こうしたスポーツチームの存在は新潟におけるスポーツのレベルの底上げも果たしました。サッカーのアルビレックス新潟からは、各世代で日本代表選手が選ばれるようになりました。しかも新潟出身の代表選手が生まれ、次世代の代表候補も続々と連なっているのです。フル代表として世界の舞台に立つのも時間の問題でしょう。
また陸上やウィンタースポーツでも、五輪出場を果たすトップアスリートを各チームが輩出しています。こうした日本の代表選手たちが競技生活の拠点に新潟を選んだことで、彼らが身近な存在となりそのプレーを見て成長する子供たちが次の時代を作るという、良い循環が生まれてゆきます。
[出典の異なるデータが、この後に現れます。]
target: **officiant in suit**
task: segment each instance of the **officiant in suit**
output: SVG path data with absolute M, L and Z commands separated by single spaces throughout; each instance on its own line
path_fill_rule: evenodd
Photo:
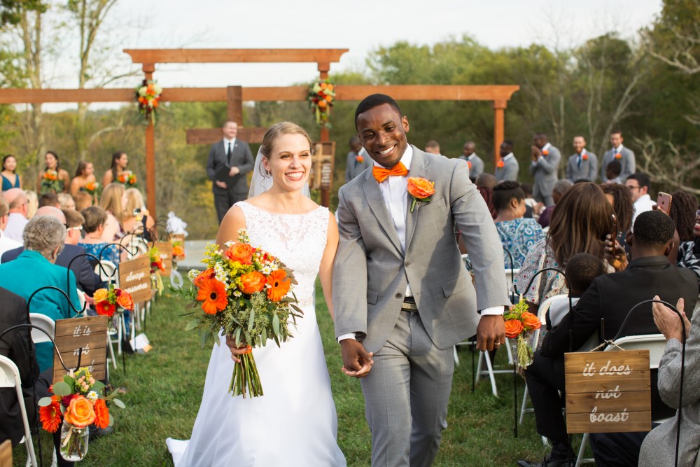
M 214 207 L 219 223 L 230 207 L 248 197 L 246 174 L 253 170 L 255 161 L 248 143 L 236 138 L 238 124 L 223 124 L 223 139 L 211 145 L 206 160 L 206 174 L 214 182 Z
M 409 145 L 394 99 L 366 97 L 355 124 L 374 164 L 338 193 L 335 335 L 344 371 L 361 377 L 372 466 L 430 466 L 447 426 L 452 346 L 475 333 L 482 350 L 505 342 L 503 249 L 467 164 Z M 429 199 L 414 203 L 415 178 L 434 183 Z

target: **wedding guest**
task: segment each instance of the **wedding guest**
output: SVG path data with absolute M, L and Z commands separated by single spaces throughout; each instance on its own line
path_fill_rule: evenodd
M 236 122 L 226 121 L 222 132 L 223 139 L 211 145 L 206 160 L 206 174 L 214 182 L 211 190 L 219 224 L 229 208 L 248 197 L 246 174 L 253 170 L 255 164 L 248 143 L 236 137 Z
M 10 214 L 4 233 L 8 238 L 21 243 L 22 232 L 29 222 L 27 213 L 29 211 L 29 202 L 21 188 L 10 188 L 3 192 L 3 197 L 7 202 Z
M 61 168 L 58 154 L 52 151 L 46 151 L 44 163 L 44 169 L 39 172 L 36 179 L 36 192 L 56 194 L 68 193 L 71 177 L 67 172 Z
M 654 297 L 658 300 L 659 297 Z M 666 301 L 669 301 L 667 299 Z M 659 365 L 659 392 L 664 402 L 680 411 L 680 439 L 676 439 L 678 417 L 662 424 L 652 430 L 641 445 L 639 453 L 640 466 L 671 465 L 676 461 L 676 445 L 678 443 L 679 466 L 692 466 L 696 461 L 700 448 L 700 386 L 698 372 L 700 371 L 700 326 L 696 322 L 700 318 L 692 317 L 692 326 L 685 317 L 692 307 L 679 298 L 676 307 L 683 316 L 685 334 L 680 320 L 672 309 L 661 303 L 654 303 L 654 322 L 666 338 L 666 349 Z M 685 359 L 682 361 L 681 351 L 685 341 Z M 680 372 L 685 368 L 685 377 L 682 387 L 682 407 L 680 403 Z M 679 442 L 680 441 L 680 442 Z
M 53 286 L 66 293 L 75 291 L 73 271 L 66 274 L 64 267 L 55 264 L 65 239 L 66 228 L 58 219 L 35 216 L 24 228 L 24 251 L 14 260 L 0 264 L 0 284 L 27 300 L 37 289 L 45 286 Z M 74 316 L 65 298 L 57 296 L 57 293 L 53 290 L 37 293 L 29 304 L 31 312 L 46 314 L 55 321 Z M 77 294 L 71 293 L 70 297 L 73 306 L 80 309 Z M 36 345 L 36 361 L 40 372 L 53 365 L 51 342 Z
M 612 207 L 603 190 L 592 182 L 576 183 L 561 197 L 552 213 L 547 238 L 535 244 L 513 279 L 514 291 L 522 293 L 531 304 L 531 312 L 535 312 L 550 297 L 568 293 L 564 277 L 554 272 L 540 274 L 526 291 L 537 271 L 566 267 L 568 260 L 578 253 L 605 259 L 603 239 L 612 229 Z M 608 272 L 615 270 L 609 264 L 607 267 Z
M 643 172 L 636 172 L 627 177 L 624 182 L 632 195 L 632 202 L 634 203 L 634 212 L 632 214 L 632 228 L 634 228 L 634 220 L 637 216 L 646 211 L 651 211 L 656 203 L 652 201 L 649 195 L 649 190 L 652 182 L 649 176 Z
M 78 162 L 76 168 L 76 175 L 71 181 L 71 195 L 75 196 L 80 190 L 84 190 L 85 185 L 95 183 L 94 167 L 92 162 L 81 160 Z
M 27 197 L 27 202 L 29 202 L 27 218 L 31 219 L 36 214 L 36 209 L 39 209 L 39 198 L 34 190 L 24 190 L 24 195 Z
M 612 148 L 607 151 L 603 155 L 603 161 L 601 163 L 601 179 L 603 182 L 610 180 L 608 176 L 606 169 L 608 165 L 615 160 L 620 164 L 620 181 L 615 181 L 618 183 L 624 183 L 627 177 L 635 172 L 636 164 L 634 160 L 634 153 L 622 146 L 622 132 L 619 130 L 614 130 L 610 132 L 610 145 Z
M 122 221 L 127 209 L 127 193 L 121 183 L 110 183 L 104 187 L 99 199 L 99 207 L 107 212 L 107 221 L 102 232 L 102 239 L 108 243 L 124 236 Z
M 8 218 L 10 217 L 9 211 L 10 207 L 7 204 L 7 201 L 5 200 L 4 197 L 0 196 L 0 258 L 2 258 L 3 253 L 8 250 L 22 246 L 21 243 L 8 238 L 7 235 L 3 233 L 5 227 L 7 225 Z M 0 263 L 1 263 L 2 260 L 0 259 Z
M 2 158 L 2 190 L 7 191 L 10 188 L 21 188 L 22 177 L 17 173 L 17 158 L 12 154 L 8 154 Z
M 112 163 L 102 176 L 102 186 L 106 187 L 107 185 L 118 181 L 119 176 L 126 172 L 128 165 L 129 156 L 123 151 L 118 151 L 112 154 Z
M 426 152 L 430 154 L 437 154 L 440 155 L 440 143 L 435 139 L 431 139 L 426 143 Z
M 554 183 L 554 186 L 552 190 L 552 199 L 554 200 L 554 204 L 552 206 L 547 206 L 542 209 L 537 220 L 542 228 L 550 226 L 550 221 L 552 219 L 552 213 L 554 212 L 557 203 L 559 203 L 559 200 L 561 200 L 561 197 L 564 196 L 564 193 L 568 191 L 569 188 L 572 186 L 573 186 L 573 184 L 566 179 L 557 180 L 556 183 Z
M 518 182 L 505 181 L 493 187 L 493 207 L 498 213 L 496 229 L 503 249 L 510 253 L 503 255 L 505 267 L 520 269 L 528 252 L 545 234 L 535 219 L 523 218 L 525 193 Z
M 510 139 L 504 140 L 500 144 L 499 151 L 500 160 L 496 162 L 496 170 L 493 172 L 496 181 L 517 180 L 520 165 L 518 164 L 518 160 L 513 155 L 513 141 Z
M 469 141 L 464 144 L 462 147 L 462 155 L 459 158 L 467 161 L 469 165 L 469 179 L 474 182 L 479 174 L 484 173 L 484 161 L 477 155 L 476 144 L 474 141 Z
M 535 200 L 545 204 L 554 206 L 554 200 L 552 190 L 556 183 L 556 173 L 561 160 L 559 150 L 552 146 L 547 134 L 539 132 L 533 137 L 532 163 L 530 164 L 530 174 L 535 178 L 533 183 L 533 195 Z
M 362 148 L 362 143 L 356 134 L 350 139 L 350 152 L 345 162 L 345 183 L 348 183 L 372 167 L 372 160 Z

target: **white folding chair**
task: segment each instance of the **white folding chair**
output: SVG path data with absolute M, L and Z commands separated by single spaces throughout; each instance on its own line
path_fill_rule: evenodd
M 15 388 L 15 391 L 17 393 L 17 400 L 20 404 L 20 412 L 22 413 L 22 422 L 24 426 L 24 442 L 27 445 L 29 465 L 36 467 L 36 456 L 34 454 L 34 445 L 31 441 L 31 431 L 29 428 L 29 419 L 27 417 L 24 398 L 22 394 L 22 380 L 20 378 L 20 370 L 15 365 L 15 362 L 4 355 L 0 355 L 0 387 Z
M 657 370 L 659 368 L 659 363 L 661 358 L 664 355 L 664 350 L 666 349 L 666 337 L 663 334 L 642 334 L 640 335 L 627 335 L 620 337 L 615 341 L 615 345 L 622 347 L 624 350 L 649 350 L 649 369 Z M 606 347 L 606 351 L 617 350 L 615 345 L 610 345 Z M 659 423 L 661 420 L 654 420 Z M 583 433 L 583 438 L 581 440 L 581 447 L 578 449 L 578 456 L 576 457 L 576 467 L 579 467 L 584 463 L 593 463 L 596 461 L 592 457 L 584 458 L 586 452 L 586 447 L 588 445 L 589 435 L 587 433 Z M 698 463 L 697 459 L 695 460 L 695 465 Z

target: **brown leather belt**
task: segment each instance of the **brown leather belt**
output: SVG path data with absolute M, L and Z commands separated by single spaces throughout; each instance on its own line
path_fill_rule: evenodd
M 403 299 L 403 304 L 401 305 L 401 310 L 404 312 L 417 312 L 418 305 L 416 305 L 416 300 L 413 297 L 405 297 Z

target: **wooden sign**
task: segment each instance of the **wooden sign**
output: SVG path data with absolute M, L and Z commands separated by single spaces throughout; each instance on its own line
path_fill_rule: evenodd
M 68 374 L 61 365 L 58 351 L 61 352 L 63 362 L 69 370 L 77 370 L 79 358 L 80 366 L 88 367 L 96 380 L 104 379 L 107 364 L 108 319 L 106 316 L 99 316 L 56 321 L 53 382 L 63 381 L 64 375 Z
M 160 253 L 160 259 L 163 261 L 164 271 L 161 271 L 163 277 L 169 277 L 173 270 L 173 244 L 169 242 L 156 242 L 155 247 Z
M 134 303 L 150 300 L 150 259 L 136 256 L 119 264 L 119 288 L 131 294 Z
M 648 431 L 648 350 L 564 354 L 568 433 Z

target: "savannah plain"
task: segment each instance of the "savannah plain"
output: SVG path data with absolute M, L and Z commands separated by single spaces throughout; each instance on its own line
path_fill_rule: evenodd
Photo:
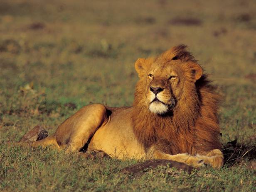
M 0 1 L 0 191 L 256 190 L 256 2 Z M 50 134 L 82 106 L 131 106 L 134 63 L 180 44 L 218 85 L 219 169 L 168 167 L 134 177 L 133 160 L 8 146 Z

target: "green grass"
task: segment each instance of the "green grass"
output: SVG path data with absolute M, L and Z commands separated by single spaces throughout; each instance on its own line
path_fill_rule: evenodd
M 1 1 L 0 191 L 256 190 L 256 173 L 247 168 L 256 159 L 256 3 L 182 1 Z M 159 168 L 133 178 L 119 170 L 134 160 L 6 145 L 37 124 L 53 133 L 91 102 L 130 106 L 136 60 L 181 43 L 223 95 L 222 142 L 232 158 L 220 170 L 189 175 Z

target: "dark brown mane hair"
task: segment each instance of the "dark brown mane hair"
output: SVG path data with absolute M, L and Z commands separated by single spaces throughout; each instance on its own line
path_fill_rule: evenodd
M 175 47 L 154 60 L 196 62 L 186 47 L 184 45 Z M 183 95 L 175 107 L 164 115 L 150 112 L 142 100 L 145 94 L 144 81 L 141 79 L 136 85 L 132 122 L 137 139 L 146 151 L 153 145 L 171 154 L 194 154 L 220 148 L 217 112 L 221 97 L 207 75 L 203 74 L 195 83 L 186 81 Z

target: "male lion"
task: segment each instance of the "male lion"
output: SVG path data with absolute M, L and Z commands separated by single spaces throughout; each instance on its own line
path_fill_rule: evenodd
M 67 152 L 102 150 L 118 158 L 163 159 L 218 168 L 219 96 L 184 45 L 135 63 L 138 82 L 133 107 L 83 107 L 52 136 L 32 146 Z

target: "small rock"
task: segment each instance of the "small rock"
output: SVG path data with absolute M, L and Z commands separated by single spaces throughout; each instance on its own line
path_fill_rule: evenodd
M 48 132 L 40 125 L 37 125 L 22 137 L 21 141 L 34 142 L 49 136 Z

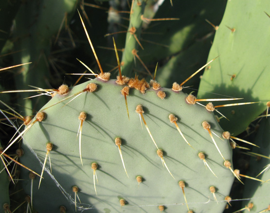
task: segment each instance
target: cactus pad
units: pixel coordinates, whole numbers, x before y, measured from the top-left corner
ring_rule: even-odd
[[[214,114],[188,104],[182,91],[145,90],[148,83],[139,82],[134,87],[144,94],[133,88],[122,93],[129,118],[121,91],[125,85],[115,80],[96,78],[75,86],[68,94],[56,94],[40,110],[46,118],[24,136],[21,158],[41,173],[47,154],[39,189],[39,177],[34,180],[33,205],[39,212],[56,212],[61,206],[73,212],[75,200],[76,210],[87,212],[222,211],[234,175],[209,132],[226,160],[231,161],[232,151],[228,140],[218,138],[223,131]],[[90,83],[97,89],[89,92]],[[166,95],[163,99],[160,91]],[[74,94],[79,95],[70,101]],[[86,116],[78,119],[82,112]],[[204,129],[205,121],[211,126]],[[46,149],[49,142],[51,148]],[[30,195],[29,173],[22,173]]]

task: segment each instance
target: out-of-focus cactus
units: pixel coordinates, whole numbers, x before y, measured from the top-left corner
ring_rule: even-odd
[[[0,143],[0,148],[1,148]],[[10,201],[8,193],[9,181],[1,159],[4,160],[2,156],[0,159],[0,192],[1,192],[0,193],[0,213],[4,213],[5,212],[4,208],[7,208],[7,207],[9,208]],[[6,162],[5,163],[6,164]]]
[[[65,18],[69,21],[69,14],[74,12],[77,1],[30,0],[22,4],[16,18],[14,31],[18,38],[14,44],[15,50],[21,52],[14,55],[15,61],[17,64],[33,63],[22,67],[16,75],[18,88],[29,89],[29,85],[41,88],[48,87],[46,79],[50,75],[48,57],[54,42],[53,36],[56,37]],[[29,93],[20,95],[21,98],[30,96]],[[41,107],[44,101],[39,100],[36,106]],[[31,114],[34,106],[31,99],[20,104],[27,114]]]
[[[228,2],[208,58],[220,56],[207,68],[200,84],[200,98],[214,93],[261,102],[256,106],[220,108],[230,121],[222,119],[220,124],[235,135],[246,130],[270,100],[270,7],[268,0]]]
[[[262,183],[252,179],[247,179],[245,181],[246,187],[243,198],[248,199],[243,202],[243,208],[247,205],[248,203],[252,203],[254,206],[250,212],[251,213],[268,212],[270,211],[270,119],[264,118],[260,123],[260,127],[255,140],[256,144],[260,148],[254,147],[252,149],[252,152],[262,155],[264,157],[260,157],[259,156],[252,154],[253,157],[251,157],[250,167],[247,175],[257,177],[257,178],[268,182]],[[251,198],[250,200],[249,198]]]

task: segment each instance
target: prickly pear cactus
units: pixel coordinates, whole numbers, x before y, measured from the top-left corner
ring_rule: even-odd
[[[219,138],[223,130],[214,114],[188,103],[182,91],[145,90],[149,84],[138,79],[127,84],[130,90],[97,78],[56,94],[34,119],[21,161],[39,174],[46,164],[44,178],[33,181],[34,208],[221,212],[234,176],[231,148]],[[31,195],[29,173],[21,172]]]
[[[247,180],[245,184],[244,198],[252,198],[250,200],[243,202],[243,207],[248,205],[248,202],[252,203],[254,206],[251,213],[268,212],[270,211],[270,201],[269,191],[270,190],[270,119],[264,119],[260,123],[260,127],[255,139],[256,144],[261,148],[255,147],[252,152],[263,155],[265,157],[256,159],[252,157],[248,175],[256,177],[268,182],[260,184],[254,182],[252,180]]]
[[[0,148],[1,148],[1,143],[0,143]],[[9,208],[9,195],[8,194],[9,181],[7,178],[7,174],[4,171],[5,167],[1,159],[3,159],[2,156],[0,159],[0,192],[1,192],[0,193],[0,213],[3,213],[7,207],[8,206]]]
[[[220,109],[230,121],[222,119],[220,125],[235,135],[246,130],[270,100],[267,92],[270,89],[270,17],[266,9],[270,7],[268,0],[228,1],[208,56],[212,59],[220,55],[218,63],[208,67],[200,83],[200,98],[215,97],[210,92],[261,102],[256,107],[250,105]]]

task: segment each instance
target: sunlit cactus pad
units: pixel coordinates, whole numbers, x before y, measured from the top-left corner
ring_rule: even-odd
[[[34,180],[34,208],[39,213],[58,212],[60,207],[64,206],[66,212],[74,212],[75,193],[72,187],[77,186],[82,203],[77,197],[78,212],[85,210],[94,213],[156,213],[162,209],[159,206],[164,206],[166,213],[187,213],[182,189],[179,184],[182,180],[191,211],[222,211],[226,204],[224,198],[229,195],[234,177],[224,166],[224,160],[208,130],[202,126],[207,121],[212,132],[222,138],[223,130],[213,112],[198,104],[187,104],[187,95],[182,91],[162,88],[160,90],[165,92],[166,97],[161,99],[152,88],[145,94],[132,89],[126,96],[129,120],[125,97],[120,91],[125,86],[116,84],[115,80],[105,82],[98,78],[74,87],[65,96],[56,94],[43,109],[82,91],[90,83],[96,84],[95,91],[85,91],[64,106],[74,97],[44,110],[45,119],[35,124],[24,137],[22,163],[39,174],[46,155],[46,144],[50,142],[53,145],[50,152],[52,174],[48,158],[39,189],[39,178],[36,177]],[[140,115],[136,112],[140,105],[157,146],[163,150],[163,159],[171,175],[162,166],[142,117],[141,124]],[[86,113],[87,117],[81,122],[78,117],[82,112]],[[170,122],[171,114],[178,118],[177,124],[193,148],[183,139],[175,123]],[[83,166],[79,154],[79,133],[77,136],[81,123]],[[224,159],[231,161],[228,140],[213,135]],[[117,137],[122,140],[119,146],[119,146],[115,144]],[[206,169],[203,160],[198,157],[200,152],[205,153],[206,162],[218,178]],[[95,170],[91,168],[94,162],[97,165]],[[98,180],[98,184],[95,180],[97,195],[94,171]],[[24,188],[30,195],[29,173],[26,170],[22,173],[22,179],[26,180]],[[136,178],[138,176],[142,179]],[[211,186],[216,188],[218,205],[210,191]]]

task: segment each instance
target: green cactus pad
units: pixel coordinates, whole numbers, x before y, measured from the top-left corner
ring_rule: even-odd
[[[1,147],[0,143],[0,147]],[[4,213],[5,212],[3,209],[3,205],[6,203],[8,204],[10,203],[8,194],[9,181],[5,171],[5,166],[1,159],[0,159],[0,171],[1,171],[0,173],[0,192],[1,192],[0,193],[0,213]]]
[[[266,10],[270,7],[268,0],[228,1],[208,59],[220,56],[200,82],[200,98],[215,97],[212,93],[215,93],[244,98],[235,103],[262,102],[256,106],[220,108],[230,121],[222,119],[220,125],[234,135],[245,131],[270,100],[270,18]]]
[[[183,189],[190,210],[222,211],[234,177],[223,165],[224,160],[202,126],[203,122],[208,122],[213,132],[222,138],[223,130],[212,112],[199,105],[187,104],[187,95],[182,91],[162,88],[166,95],[162,100],[153,89],[144,94],[132,89],[126,97],[129,120],[125,97],[120,91],[124,86],[116,84],[115,80],[104,82],[96,78],[74,87],[68,95],[83,90],[90,83],[96,84],[96,91],[85,91],[66,106],[72,98],[47,108],[68,97],[55,95],[43,107],[46,109],[45,119],[35,123],[24,137],[24,155],[21,160],[39,174],[46,144],[53,144],[50,152],[52,173],[48,159],[39,190],[39,178],[34,181],[33,204],[38,212],[56,212],[61,205],[65,206],[67,212],[73,212],[72,187],[75,186],[82,202],[76,198],[77,211],[155,213],[160,211],[160,205],[163,205],[165,212],[186,213],[187,208],[179,185],[180,180],[185,184]],[[158,156],[158,149],[143,118],[141,125],[140,114],[135,111],[139,105],[143,106],[144,119],[153,140],[163,150],[163,158],[171,175],[162,166],[162,156]],[[82,122],[83,166],[79,155],[80,136],[77,136],[81,123],[78,117],[82,112],[87,114]],[[178,118],[177,124],[193,148],[181,136],[173,121],[170,122],[171,114]],[[213,136],[225,159],[231,161],[228,141]],[[117,137],[122,140],[120,147],[126,174],[115,144]],[[206,161],[218,178],[199,158],[201,152],[205,153]],[[95,180],[97,195],[91,168],[94,162],[97,164],[96,169],[93,167],[98,179],[98,184]],[[24,188],[30,195],[29,173],[22,173],[22,178],[29,180],[24,182]],[[216,189],[219,205],[210,191],[212,186]]]
[[[255,147],[252,152],[263,155],[270,158],[270,119],[264,118],[260,123],[260,127],[258,130],[257,136],[255,140],[256,144],[261,148]],[[251,159],[250,168],[247,175],[255,177],[264,169],[268,167],[268,169],[261,175],[258,176],[263,181],[268,180],[268,182],[263,184],[258,181],[251,179],[247,179],[244,191],[244,198],[250,198],[250,200],[243,202],[243,207],[248,203],[252,202],[254,204],[251,213],[258,213],[264,210],[267,209],[270,205],[269,200],[269,192],[270,191],[270,169],[269,166],[270,160],[265,158],[261,158],[260,160],[256,160],[256,158],[252,157]],[[267,212],[265,211],[264,212]]]

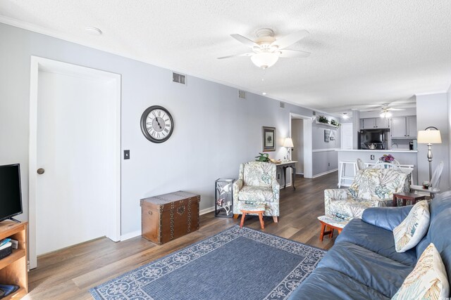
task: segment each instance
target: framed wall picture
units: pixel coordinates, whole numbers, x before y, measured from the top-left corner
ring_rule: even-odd
[[[261,127],[263,152],[276,151],[276,127]]]
[[[330,139],[330,129],[324,129],[324,141],[329,143]]]

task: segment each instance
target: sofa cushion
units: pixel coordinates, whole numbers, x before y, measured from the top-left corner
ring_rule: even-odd
[[[448,284],[445,266],[433,244],[429,244],[406,278],[393,299],[448,299]]]
[[[429,230],[426,240],[417,247],[416,254],[419,257],[429,243],[433,243],[443,260],[448,282],[451,282],[451,235],[447,230],[451,224],[451,191],[435,196],[431,202],[429,208]]]
[[[406,219],[412,207],[369,207],[364,211],[362,219],[369,224],[393,231]]]
[[[387,297],[397,292],[414,268],[347,242],[338,242],[330,248],[318,268],[340,272]]]
[[[290,299],[388,299],[358,281],[328,268],[317,268],[291,294]]]
[[[383,228],[369,224],[359,219],[352,219],[337,237],[335,243],[348,242],[371,250],[395,261],[414,266],[416,263],[416,252],[410,249],[398,253],[395,249],[393,233]]]
[[[393,198],[393,193],[402,192],[407,176],[393,169],[366,169],[354,181],[359,185],[357,198],[378,200]]]
[[[405,219],[393,228],[395,246],[398,252],[416,246],[429,228],[429,204],[426,200],[417,202]]]
[[[247,202],[272,202],[273,197],[271,186],[244,185],[238,193],[240,201]]]

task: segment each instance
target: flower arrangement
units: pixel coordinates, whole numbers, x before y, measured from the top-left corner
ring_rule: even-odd
[[[395,157],[391,154],[384,154],[383,156],[379,158],[381,162],[392,163],[395,160]]]

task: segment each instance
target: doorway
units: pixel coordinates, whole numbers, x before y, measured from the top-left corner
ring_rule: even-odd
[[[297,174],[304,174],[304,178],[313,178],[311,122],[311,117],[290,113],[290,136],[294,145],[292,160],[298,162]]]
[[[352,123],[343,123],[341,124],[341,148],[352,150],[354,146],[352,138]]]
[[[30,268],[121,235],[121,75],[32,57]]]

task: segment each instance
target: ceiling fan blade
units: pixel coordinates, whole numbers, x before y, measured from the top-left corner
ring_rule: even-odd
[[[251,56],[252,54],[255,54],[254,52],[249,52],[247,53],[242,53],[242,54],[235,54],[233,56],[223,56],[221,58],[218,58],[217,59],[218,60],[221,60],[223,58],[237,58],[239,56]]]
[[[292,45],[297,41],[304,39],[307,35],[309,35],[309,32],[307,30],[293,32],[273,41],[271,46],[277,45],[279,47],[279,49],[283,49],[284,48],[287,48]]]
[[[282,50],[280,51],[281,58],[307,58],[310,56],[310,52],[299,51],[299,50]]]
[[[237,41],[238,41],[239,42],[244,44],[245,45],[247,46],[248,47],[252,48],[252,47],[260,47],[259,46],[258,44],[254,42],[254,41],[251,41],[250,39],[247,39],[247,37],[243,37],[242,35],[238,34],[230,34],[230,37],[232,37],[233,38],[234,38],[235,39],[236,39]]]

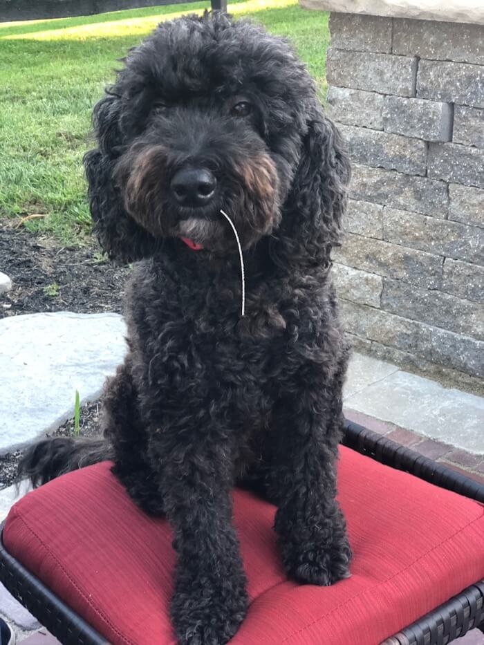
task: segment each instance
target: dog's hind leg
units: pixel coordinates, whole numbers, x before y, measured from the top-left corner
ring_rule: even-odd
[[[343,372],[344,365],[324,387],[317,364],[305,366],[304,384],[281,402],[276,420],[274,527],[288,574],[313,584],[349,575],[351,550],[335,499]]]
[[[147,427],[139,409],[129,354],[109,378],[102,398],[104,437],[113,447],[113,473],[146,513],[163,513],[162,496],[147,458]]]

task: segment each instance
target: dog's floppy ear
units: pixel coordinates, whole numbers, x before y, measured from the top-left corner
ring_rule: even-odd
[[[106,94],[94,108],[93,124],[98,147],[84,155],[93,230],[112,259],[131,262],[151,255],[159,241],[124,209],[113,171],[123,144],[120,129],[121,99]]]
[[[278,250],[290,265],[297,262],[328,263],[331,248],[339,245],[342,218],[351,176],[342,137],[315,103],[306,121],[299,162],[276,232]]]

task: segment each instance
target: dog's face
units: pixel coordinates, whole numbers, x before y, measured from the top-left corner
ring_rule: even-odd
[[[162,24],[95,113],[100,149],[86,165],[102,243],[116,254],[130,235],[146,248],[178,237],[223,254],[234,243],[223,209],[253,245],[280,225],[315,105],[304,66],[261,28],[220,16]]]

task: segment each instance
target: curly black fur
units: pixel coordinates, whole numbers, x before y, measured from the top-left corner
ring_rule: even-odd
[[[104,448],[80,447],[84,460],[71,440],[44,442],[24,473],[38,484],[112,452],[133,499],[173,526],[180,642],[218,645],[248,603],[236,482],[277,505],[289,575],[318,585],[348,575],[335,499],[348,348],[330,261],[348,162],[288,44],[220,15],[160,25],[94,113],[98,147],[85,165],[95,230],[111,257],[140,261],[127,295],[130,349],[105,389]],[[207,205],[180,206],[171,179],[199,167],[216,192]],[[221,208],[245,249],[243,319]]]

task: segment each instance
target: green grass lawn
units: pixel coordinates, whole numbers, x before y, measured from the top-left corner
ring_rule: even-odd
[[[207,1],[96,16],[0,24],[0,217],[25,222],[65,243],[89,230],[82,155],[93,105],[113,78],[116,59],[161,20],[201,12]],[[328,15],[296,0],[229,6],[288,36],[324,91]]]

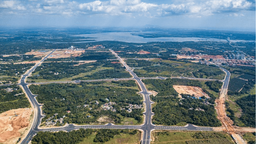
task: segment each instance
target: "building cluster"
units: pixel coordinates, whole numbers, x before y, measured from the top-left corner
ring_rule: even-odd
[[[227,58],[237,60],[243,60],[244,59],[245,57],[245,56],[243,54],[239,53],[238,53],[236,54],[233,53],[229,53],[227,56]]]
[[[195,109],[193,107],[191,107],[191,108],[189,108],[188,109],[190,109],[190,110],[193,110],[194,109],[195,109],[195,110],[196,110],[197,111],[204,111],[204,112],[205,111],[205,110],[203,109],[202,109],[201,108],[200,108],[200,107],[198,107],[197,108]]]
[[[101,107],[103,108],[103,110],[105,110],[111,109],[112,112],[116,112],[116,110],[112,106],[113,105],[115,104],[115,103],[114,102],[110,102],[108,103],[105,103],[104,105],[101,105]]]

各アルビレックスが今後どのように連携して活動を行ってゆくかについてはいろんな夢を描いています。例えばジュニアの育成に関る下部組織の一体化、そこで子供たちが自分に合ったスポーツを見つけ指導を受ければ、才能の発掘にもつながります。また、スポーツフェスティバルのようなイベントを共同開催し、アルビの選手や指導者から子供たちが自由に指導を受けるという形もあります。様々なスポーツに接する機会の提供、複数のアルビが存在するというのはそんな役割も果たせるのです。

スポーツは直接心に訴え感動を与えてくれます。情熱を持って応援できるチームが地元にあれば、人生を楽しめますし世代を超えたコミュニケーションの良いきっかけにもなるでしょう。元気なスポーツチームを地域が持つことによる効果は、まことに意義のあるものです。またスポーツは人間形成に大きな役割を果たします。努力の大切さを理解し、協調性を養ってくれます。各チームはそうした役割を担うに相応しい存在として、努力し成長して欲しいと思います。
アルビレックスの挑戦は、まだ道半ばです。各チームが地域に愛され歩んでゆくことを願ってやみません。